Improving Composed Image Retrieval via Contrastive Learning with Scaling Positives and Negatives

Published: 20 Jul 2024, Last Modified: 21 Jul 2024MM2024 PosterEveryoneRevisionsBibTeXCC BY 4.0
Abstract:

The Composed Image Retrieval (CIR) task aims to retrieve target images using a composed query consisting of a reference image and a modified text. Advanced methods often utilize contrastive learning as the optimization objective, which benefits from adequate positive and negative examples. However, the triplet for CIR incurs high manual annotation costs, resulting in limited positive examples. Furthermore, existing methods commonly use in-batch negative sampling, which reduces the negative number available for the model. To address the problem of lack of positives, we propose a data generation method by leveraging a multi-modal large language model to construct triplets for CIR. To introduce more negatives during fine-tuning, we design a two-stage fine-tuning framework for CIR, whose second stage introduces plenty of static representations of negatives to optimize the representation space rapidly. The above two improvements can be effectively stacked and designed to be plug-and-play, easily applied to existing CIR models without changing their original architectures. Extensive experiments and ablation analysis demonstrate that our method effectively scales positives and negatives and achieves state-of-the-art results on both FashionIQ and CIRR datasets. In addition, our methods also perform well in zero-shot composed image retrieval, providing a new CIR solution for the low-resources scenario.

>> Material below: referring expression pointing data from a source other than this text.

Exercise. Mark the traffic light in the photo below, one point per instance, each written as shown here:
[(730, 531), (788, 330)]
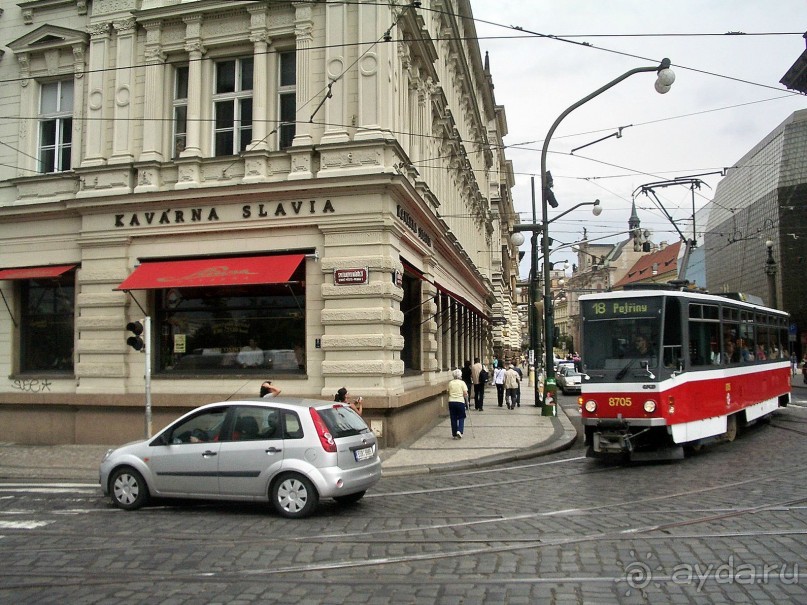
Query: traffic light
[(135, 341), (548, 193)]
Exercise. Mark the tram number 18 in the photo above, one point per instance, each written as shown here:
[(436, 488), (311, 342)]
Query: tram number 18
[(623, 402)]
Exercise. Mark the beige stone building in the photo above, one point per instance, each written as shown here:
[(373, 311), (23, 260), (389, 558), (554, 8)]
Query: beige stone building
[(311, 193)]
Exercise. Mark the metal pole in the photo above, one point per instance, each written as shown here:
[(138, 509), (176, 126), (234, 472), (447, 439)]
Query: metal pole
[(550, 387), (770, 271), (534, 296), (147, 346)]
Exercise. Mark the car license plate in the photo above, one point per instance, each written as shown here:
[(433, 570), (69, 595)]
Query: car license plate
[(364, 453)]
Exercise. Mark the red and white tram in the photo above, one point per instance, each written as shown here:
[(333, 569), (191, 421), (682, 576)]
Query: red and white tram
[(667, 367)]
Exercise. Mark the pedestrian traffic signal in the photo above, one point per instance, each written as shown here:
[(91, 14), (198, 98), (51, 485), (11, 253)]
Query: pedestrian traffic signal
[(135, 341)]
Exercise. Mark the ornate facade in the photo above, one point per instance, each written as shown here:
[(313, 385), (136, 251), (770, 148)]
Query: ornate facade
[(322, 182)]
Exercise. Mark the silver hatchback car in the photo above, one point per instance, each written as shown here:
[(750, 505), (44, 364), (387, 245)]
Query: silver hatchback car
[(290, 452)]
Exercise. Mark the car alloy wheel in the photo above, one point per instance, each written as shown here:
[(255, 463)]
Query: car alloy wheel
[(294, 496), (128, 488)]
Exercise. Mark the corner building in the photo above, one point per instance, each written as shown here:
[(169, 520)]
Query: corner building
[(313, 193)]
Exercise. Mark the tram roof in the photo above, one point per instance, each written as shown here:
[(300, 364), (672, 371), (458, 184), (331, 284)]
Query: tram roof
[(663, 290)]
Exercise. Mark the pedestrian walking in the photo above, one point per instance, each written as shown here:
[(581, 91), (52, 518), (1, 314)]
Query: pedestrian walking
[(484, 376), (498, 380), (466, 375), (355, 405), (457, 403), (476, 370), (511, 383), (518, 389)]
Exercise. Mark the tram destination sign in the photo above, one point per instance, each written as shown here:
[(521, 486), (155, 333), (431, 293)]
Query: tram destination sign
[(622, 308)]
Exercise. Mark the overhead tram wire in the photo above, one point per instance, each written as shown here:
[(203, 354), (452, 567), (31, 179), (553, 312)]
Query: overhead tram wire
[(384, 38)]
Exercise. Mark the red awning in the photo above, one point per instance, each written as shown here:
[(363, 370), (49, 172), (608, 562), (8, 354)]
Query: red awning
[(208, 272), (35, 272)]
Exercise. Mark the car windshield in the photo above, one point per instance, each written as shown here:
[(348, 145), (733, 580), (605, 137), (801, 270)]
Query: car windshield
[(342, 421)]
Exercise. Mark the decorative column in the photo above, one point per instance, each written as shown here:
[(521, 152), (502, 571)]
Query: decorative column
[(153, 110), (301, 148), (256, 160), (260, 87), (28, 129), (370, 63), (79, 109), (190, 170), (304, 36), (122, 123), (430, 346), (96, 115), (335, 64)]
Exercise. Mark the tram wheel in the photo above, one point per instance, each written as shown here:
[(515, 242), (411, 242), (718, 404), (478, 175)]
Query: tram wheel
[(731, 428)]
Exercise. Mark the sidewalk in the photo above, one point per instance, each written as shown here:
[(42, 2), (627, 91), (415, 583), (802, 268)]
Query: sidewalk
[(492, 436)]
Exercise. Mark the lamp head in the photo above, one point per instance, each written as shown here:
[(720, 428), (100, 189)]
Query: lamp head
[(665, 78)]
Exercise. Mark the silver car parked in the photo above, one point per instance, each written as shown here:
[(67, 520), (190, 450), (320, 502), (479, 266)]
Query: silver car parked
[(290, 452)]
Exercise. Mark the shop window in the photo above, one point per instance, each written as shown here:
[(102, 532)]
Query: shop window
[(55, 126), (46, 326), (232, 106), (180, 109), (232, 330), (287, 97)]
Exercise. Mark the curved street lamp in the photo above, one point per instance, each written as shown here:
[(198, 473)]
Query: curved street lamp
[(664, 80)]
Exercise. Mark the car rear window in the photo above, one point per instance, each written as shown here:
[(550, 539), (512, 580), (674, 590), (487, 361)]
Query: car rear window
[(342, 421)]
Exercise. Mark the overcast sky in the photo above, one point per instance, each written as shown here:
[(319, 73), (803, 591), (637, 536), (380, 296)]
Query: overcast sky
[(725, 99)]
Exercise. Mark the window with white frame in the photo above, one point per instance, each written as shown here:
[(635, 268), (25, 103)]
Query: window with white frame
[(180, 109), (232, 106), (287, 98), (55, 126)]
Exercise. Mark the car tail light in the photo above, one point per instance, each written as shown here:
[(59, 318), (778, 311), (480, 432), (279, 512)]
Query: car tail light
[(325, 437)]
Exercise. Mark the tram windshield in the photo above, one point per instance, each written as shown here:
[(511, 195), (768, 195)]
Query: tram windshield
[(620, 333)]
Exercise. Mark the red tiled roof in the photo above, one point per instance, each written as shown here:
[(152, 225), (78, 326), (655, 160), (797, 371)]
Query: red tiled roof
[(666, 262)]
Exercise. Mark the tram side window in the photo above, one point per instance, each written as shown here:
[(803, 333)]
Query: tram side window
[(731, 348), (704, 339), (784, 338), (747, 340), (704, 335), (673, 354)]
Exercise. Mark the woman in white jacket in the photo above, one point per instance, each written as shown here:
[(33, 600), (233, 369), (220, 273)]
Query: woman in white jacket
[(498, 380)]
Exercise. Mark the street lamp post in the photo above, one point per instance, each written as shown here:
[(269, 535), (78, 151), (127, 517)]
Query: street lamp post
[(664, 81), (517, 238), (770, 271)]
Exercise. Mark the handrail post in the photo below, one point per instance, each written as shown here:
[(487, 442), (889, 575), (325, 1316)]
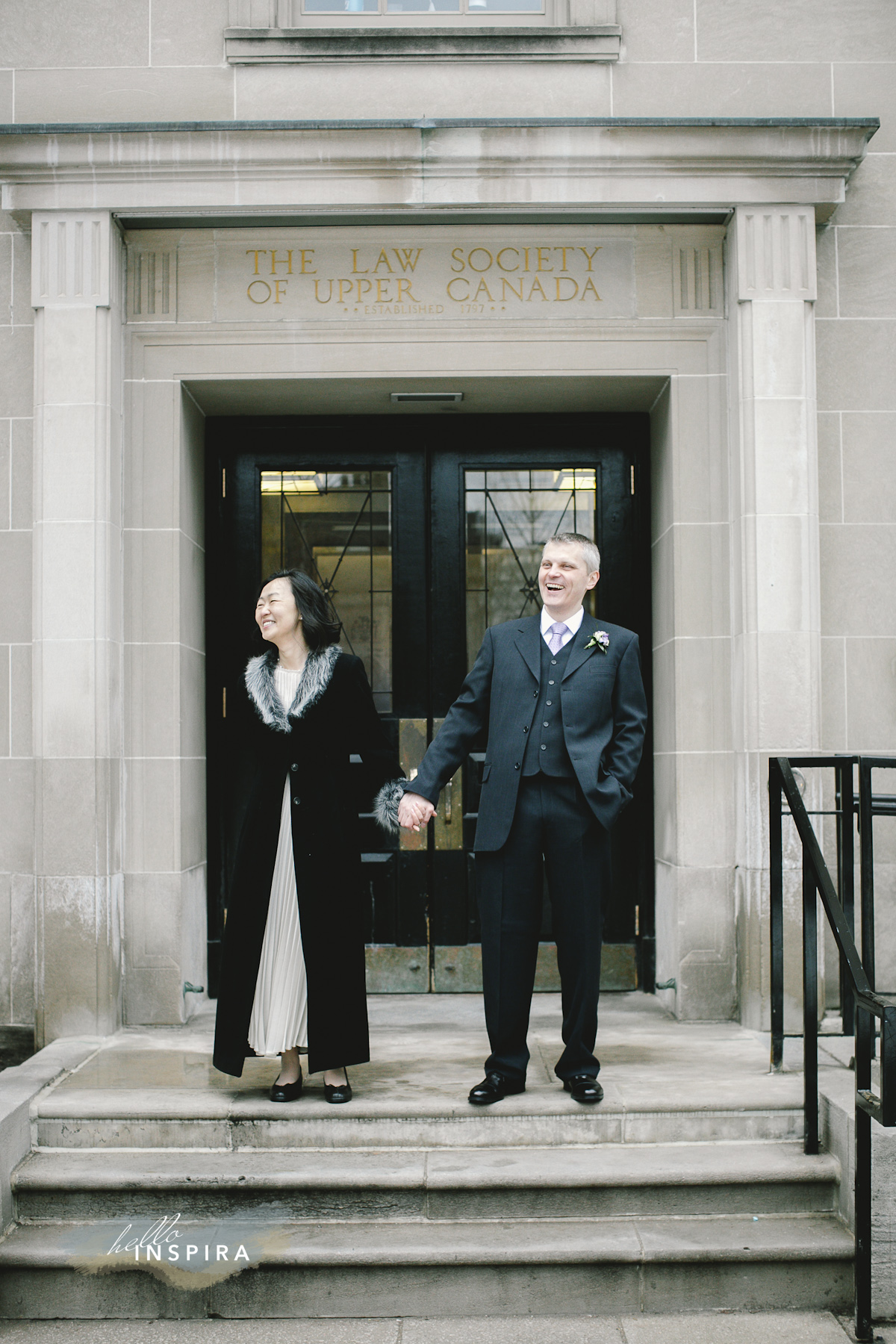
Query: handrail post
[(867, 880), (777, 915), (847, 883), (862, 1187), (810, 1011)]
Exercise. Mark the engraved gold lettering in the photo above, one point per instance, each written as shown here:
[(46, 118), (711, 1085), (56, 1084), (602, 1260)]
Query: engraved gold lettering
[(472, 253), (403, 255)]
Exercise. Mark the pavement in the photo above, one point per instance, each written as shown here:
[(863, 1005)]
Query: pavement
[(432, 1048), (691, 1328)]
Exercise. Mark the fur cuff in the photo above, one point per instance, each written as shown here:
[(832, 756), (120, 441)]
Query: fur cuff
[(386, 806)]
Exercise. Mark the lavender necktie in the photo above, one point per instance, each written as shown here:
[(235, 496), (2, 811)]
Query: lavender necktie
[(556, 633)]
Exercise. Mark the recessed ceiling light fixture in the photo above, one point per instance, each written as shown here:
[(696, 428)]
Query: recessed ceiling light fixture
[(426, 396)]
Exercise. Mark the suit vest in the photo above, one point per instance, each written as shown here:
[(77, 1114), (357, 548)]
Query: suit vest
[(546, 746)]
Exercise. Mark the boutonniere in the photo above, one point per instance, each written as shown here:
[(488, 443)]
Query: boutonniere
[(600, 640)]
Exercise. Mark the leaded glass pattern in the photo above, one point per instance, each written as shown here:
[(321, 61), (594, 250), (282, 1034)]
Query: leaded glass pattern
[(337, 529), (509, 517)]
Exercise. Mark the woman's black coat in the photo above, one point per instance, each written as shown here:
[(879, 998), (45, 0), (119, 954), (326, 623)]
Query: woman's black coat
[(332, 717)]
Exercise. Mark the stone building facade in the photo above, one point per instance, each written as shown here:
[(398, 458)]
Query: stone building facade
[(186, 191)]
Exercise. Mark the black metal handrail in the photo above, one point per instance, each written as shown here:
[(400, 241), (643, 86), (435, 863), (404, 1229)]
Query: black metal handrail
[(862, 1007)]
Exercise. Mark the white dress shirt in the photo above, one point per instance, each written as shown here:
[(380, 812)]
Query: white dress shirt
[(571, 623)]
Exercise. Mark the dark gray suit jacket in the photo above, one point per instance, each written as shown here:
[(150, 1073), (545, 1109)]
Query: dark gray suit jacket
[(605, 712)]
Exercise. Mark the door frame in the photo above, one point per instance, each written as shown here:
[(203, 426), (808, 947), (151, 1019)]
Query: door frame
[(428, 544)]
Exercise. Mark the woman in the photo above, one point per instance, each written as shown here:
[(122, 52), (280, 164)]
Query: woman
[(293, 959)]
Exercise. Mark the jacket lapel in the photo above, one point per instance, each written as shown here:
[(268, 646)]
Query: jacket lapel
[(528, 633), (579, 655)]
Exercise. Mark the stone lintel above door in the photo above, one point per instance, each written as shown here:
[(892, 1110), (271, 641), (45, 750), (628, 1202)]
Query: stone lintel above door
[(550, 167)]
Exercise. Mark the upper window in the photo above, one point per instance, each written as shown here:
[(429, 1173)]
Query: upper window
[(423, 7)]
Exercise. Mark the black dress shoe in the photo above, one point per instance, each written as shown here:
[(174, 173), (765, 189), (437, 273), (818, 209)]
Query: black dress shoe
[(494, 1088), (287, 1092), (337, 1093), (583, 1088)]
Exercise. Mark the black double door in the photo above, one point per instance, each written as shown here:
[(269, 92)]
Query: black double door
[(423, 530)]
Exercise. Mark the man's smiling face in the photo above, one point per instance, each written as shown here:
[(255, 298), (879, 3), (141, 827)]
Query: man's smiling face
[(564, 578)]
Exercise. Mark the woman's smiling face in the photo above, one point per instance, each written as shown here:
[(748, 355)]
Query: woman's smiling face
[(276, 613)]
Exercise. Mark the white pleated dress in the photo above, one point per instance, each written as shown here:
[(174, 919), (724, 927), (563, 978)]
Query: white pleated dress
[(280, 1011)]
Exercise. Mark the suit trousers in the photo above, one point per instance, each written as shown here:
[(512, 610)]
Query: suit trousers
[(554, 823)]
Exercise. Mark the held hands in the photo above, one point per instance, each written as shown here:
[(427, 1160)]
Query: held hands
[(414, 811)]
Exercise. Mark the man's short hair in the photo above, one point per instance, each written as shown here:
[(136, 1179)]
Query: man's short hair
[(590, 551)]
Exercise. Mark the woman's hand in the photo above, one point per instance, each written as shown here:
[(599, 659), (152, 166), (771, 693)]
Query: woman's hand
[(414, 811)]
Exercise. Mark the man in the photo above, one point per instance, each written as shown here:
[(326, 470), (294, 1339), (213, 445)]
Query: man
[(566, 714)]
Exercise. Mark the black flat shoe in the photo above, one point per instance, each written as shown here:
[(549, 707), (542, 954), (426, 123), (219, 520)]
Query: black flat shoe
[(494, 1088), (287, 1092), (337, 1093), (583, 1088)]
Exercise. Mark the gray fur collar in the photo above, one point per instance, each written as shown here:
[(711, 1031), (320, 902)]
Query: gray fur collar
[(314, 682)]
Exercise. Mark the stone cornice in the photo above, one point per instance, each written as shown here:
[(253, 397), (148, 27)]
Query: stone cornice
[(543, 42), (428, 166)]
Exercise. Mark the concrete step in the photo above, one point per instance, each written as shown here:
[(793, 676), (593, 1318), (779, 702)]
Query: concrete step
[(159, 1117), (606, 1182), (480, 1268)]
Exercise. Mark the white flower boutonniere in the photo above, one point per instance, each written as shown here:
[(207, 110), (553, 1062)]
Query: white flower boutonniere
[(600, 640)]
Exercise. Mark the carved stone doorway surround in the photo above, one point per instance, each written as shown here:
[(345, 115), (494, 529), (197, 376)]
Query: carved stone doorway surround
[(119, 517)]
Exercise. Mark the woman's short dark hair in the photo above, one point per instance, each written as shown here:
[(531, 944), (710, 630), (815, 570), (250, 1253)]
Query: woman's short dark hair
[(319, 620)]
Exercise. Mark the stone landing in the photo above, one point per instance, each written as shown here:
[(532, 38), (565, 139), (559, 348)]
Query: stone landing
[(687, 1189)]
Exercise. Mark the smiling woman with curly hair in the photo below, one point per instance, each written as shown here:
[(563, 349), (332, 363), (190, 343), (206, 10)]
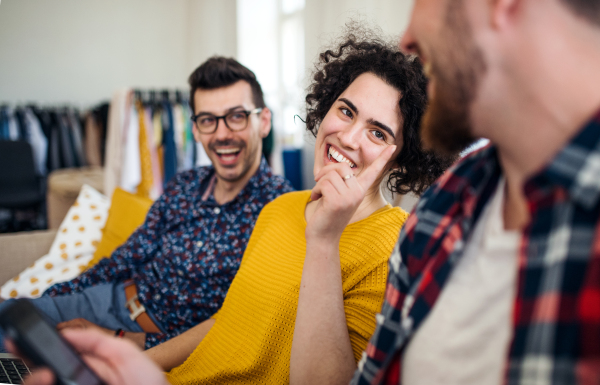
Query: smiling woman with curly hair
[(302, 306), (362, 52)]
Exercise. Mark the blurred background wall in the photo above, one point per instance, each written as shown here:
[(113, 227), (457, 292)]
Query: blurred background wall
[(79, 52)]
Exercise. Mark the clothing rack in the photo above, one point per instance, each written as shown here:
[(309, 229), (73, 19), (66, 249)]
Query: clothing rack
[(149, 140)]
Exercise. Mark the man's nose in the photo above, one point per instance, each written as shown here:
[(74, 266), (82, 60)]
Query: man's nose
[(222, 131)]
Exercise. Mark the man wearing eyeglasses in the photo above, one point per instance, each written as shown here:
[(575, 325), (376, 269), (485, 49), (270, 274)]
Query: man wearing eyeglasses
[(174, 271)]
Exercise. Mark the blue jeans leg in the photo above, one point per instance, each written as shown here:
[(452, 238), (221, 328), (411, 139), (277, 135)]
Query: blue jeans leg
[(103, 305)]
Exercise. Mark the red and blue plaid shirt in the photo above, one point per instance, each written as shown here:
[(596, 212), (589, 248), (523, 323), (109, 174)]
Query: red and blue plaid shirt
[(556, 313)]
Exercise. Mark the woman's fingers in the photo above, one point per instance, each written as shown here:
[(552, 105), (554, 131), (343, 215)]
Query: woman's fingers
[(341, 168)]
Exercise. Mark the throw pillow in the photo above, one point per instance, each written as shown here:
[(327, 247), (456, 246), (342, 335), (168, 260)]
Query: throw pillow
[(78, 236)]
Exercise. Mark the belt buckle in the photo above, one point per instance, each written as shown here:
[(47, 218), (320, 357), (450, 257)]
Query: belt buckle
[(134, 309)]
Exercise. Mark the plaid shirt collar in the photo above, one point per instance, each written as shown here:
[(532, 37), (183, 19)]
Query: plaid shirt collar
[(434, 238)]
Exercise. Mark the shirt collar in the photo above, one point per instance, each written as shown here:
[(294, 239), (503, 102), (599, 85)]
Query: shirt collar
[(576, 167)]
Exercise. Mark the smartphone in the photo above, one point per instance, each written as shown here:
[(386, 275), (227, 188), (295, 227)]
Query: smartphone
[(39, 342)]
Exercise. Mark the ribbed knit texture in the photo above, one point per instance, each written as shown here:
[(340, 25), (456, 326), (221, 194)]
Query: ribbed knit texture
[(251, 340)]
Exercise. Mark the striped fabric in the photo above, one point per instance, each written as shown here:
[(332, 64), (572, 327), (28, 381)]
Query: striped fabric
[(556, 314)]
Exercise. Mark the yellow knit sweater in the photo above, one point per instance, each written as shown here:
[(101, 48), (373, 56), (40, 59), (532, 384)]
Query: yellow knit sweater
[(251, 340)]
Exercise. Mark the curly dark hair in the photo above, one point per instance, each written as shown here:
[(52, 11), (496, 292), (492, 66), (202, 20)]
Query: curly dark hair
[(356, 55)]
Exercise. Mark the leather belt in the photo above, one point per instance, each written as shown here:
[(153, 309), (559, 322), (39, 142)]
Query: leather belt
[(137, 310)]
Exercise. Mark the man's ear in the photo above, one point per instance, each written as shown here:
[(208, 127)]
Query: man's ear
[(195, 132), (265, 122), (503, 12)]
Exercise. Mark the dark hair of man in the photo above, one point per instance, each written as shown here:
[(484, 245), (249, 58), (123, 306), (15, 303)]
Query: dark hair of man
[(219, 71), (587, 9), (360, 52)]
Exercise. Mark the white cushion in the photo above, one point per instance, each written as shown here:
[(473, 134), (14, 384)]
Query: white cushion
[(72, 249)]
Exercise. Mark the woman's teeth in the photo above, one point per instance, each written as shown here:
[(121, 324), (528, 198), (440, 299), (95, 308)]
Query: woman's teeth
[(339, 157), (225, 151)]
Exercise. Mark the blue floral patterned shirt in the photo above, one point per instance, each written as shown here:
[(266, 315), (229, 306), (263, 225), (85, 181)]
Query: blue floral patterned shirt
[(185, 255)]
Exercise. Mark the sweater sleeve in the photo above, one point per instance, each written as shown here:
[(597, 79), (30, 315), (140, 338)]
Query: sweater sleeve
[(139, 248), (361, 304)]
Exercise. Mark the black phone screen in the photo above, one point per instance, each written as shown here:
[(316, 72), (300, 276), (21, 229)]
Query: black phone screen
[(42, 344)]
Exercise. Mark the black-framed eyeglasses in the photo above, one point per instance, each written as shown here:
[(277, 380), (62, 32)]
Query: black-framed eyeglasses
[(235, 120)]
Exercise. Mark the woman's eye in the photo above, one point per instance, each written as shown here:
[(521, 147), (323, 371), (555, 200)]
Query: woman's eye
[(346, 112), (378, 134)]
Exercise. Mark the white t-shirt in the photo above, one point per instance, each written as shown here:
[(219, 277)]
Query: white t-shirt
[(464, 340)]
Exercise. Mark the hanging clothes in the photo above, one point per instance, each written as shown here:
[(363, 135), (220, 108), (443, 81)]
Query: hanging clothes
[(131, 175), (170, 148), (38, 141), (117, 120), (144, 188)]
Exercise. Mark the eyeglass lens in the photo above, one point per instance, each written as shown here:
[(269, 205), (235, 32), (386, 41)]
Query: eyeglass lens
[(235, 120)]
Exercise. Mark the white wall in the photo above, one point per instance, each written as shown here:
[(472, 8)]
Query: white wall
[(79, 52), (325, 20)]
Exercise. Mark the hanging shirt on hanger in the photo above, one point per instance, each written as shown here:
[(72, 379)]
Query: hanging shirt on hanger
[(131, 174), (38, 141)]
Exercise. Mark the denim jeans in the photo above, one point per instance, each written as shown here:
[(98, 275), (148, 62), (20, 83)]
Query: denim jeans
[(103, 305)]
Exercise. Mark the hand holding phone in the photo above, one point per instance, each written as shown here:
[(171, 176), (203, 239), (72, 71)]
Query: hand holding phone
[(114, 360), (41, 344)]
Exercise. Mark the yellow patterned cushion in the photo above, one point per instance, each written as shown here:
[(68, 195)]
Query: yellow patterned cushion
[(71, 251), (127, 212)]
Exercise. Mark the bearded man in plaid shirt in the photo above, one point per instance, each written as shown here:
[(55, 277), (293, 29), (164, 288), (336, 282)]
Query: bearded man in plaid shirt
[(496, 276)]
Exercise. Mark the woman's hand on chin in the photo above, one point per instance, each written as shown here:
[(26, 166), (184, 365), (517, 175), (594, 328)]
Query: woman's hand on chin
[(338, 194)]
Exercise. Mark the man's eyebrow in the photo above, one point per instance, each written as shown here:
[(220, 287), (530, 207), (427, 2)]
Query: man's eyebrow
[(370, 121)]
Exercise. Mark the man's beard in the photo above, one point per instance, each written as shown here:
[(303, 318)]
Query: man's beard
[(446, 124)]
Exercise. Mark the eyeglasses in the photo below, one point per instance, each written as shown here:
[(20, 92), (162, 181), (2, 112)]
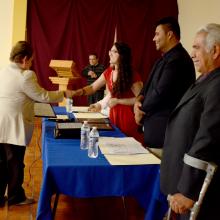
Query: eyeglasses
[(113, 51)]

The code is released at https://anonymous.4open.science/r/45F4 and will be publicly available upon acceptance.

Primary Subject Area: [Content] Vision and Language
Secondary Subject Area: [Engagement] Multimedia Search and Recommendation
Relevance To Conference: The Composed Image Retrieval (CIR) task retrieves target images via a given multi-modal query that includes a reference image and a modification sentence that changes specific attributes in the reference image. CIR is an important task in multimedia search. Our work introduces a plug-and-play method to enhance contrastive learning performance in CIR. Initially, we leverage a multimodal large language model to generate a large number of positive examples for the CIR task. Subsequently, we utilize a memory bank approach to augment the number of negative examples, thereby improving the performance of CIR. Our work aligns with this vision by delving into the intricacies of Composed Image Retrieval, contributing novel methodologies and insights that enhance the understanding and effectiveness of multimodal information retrieval. Through innovative approaches and rigorous experimentation, we advance the state-of-the-art in CIR, addressing challenges and pushing boundaries in this dynamic field. By presenting our findings at the MM conference, we aim to engage with fellow researchers, share our contributions, and collaborate towards the ongoing evolution of multimedia and multimodal processing technologies.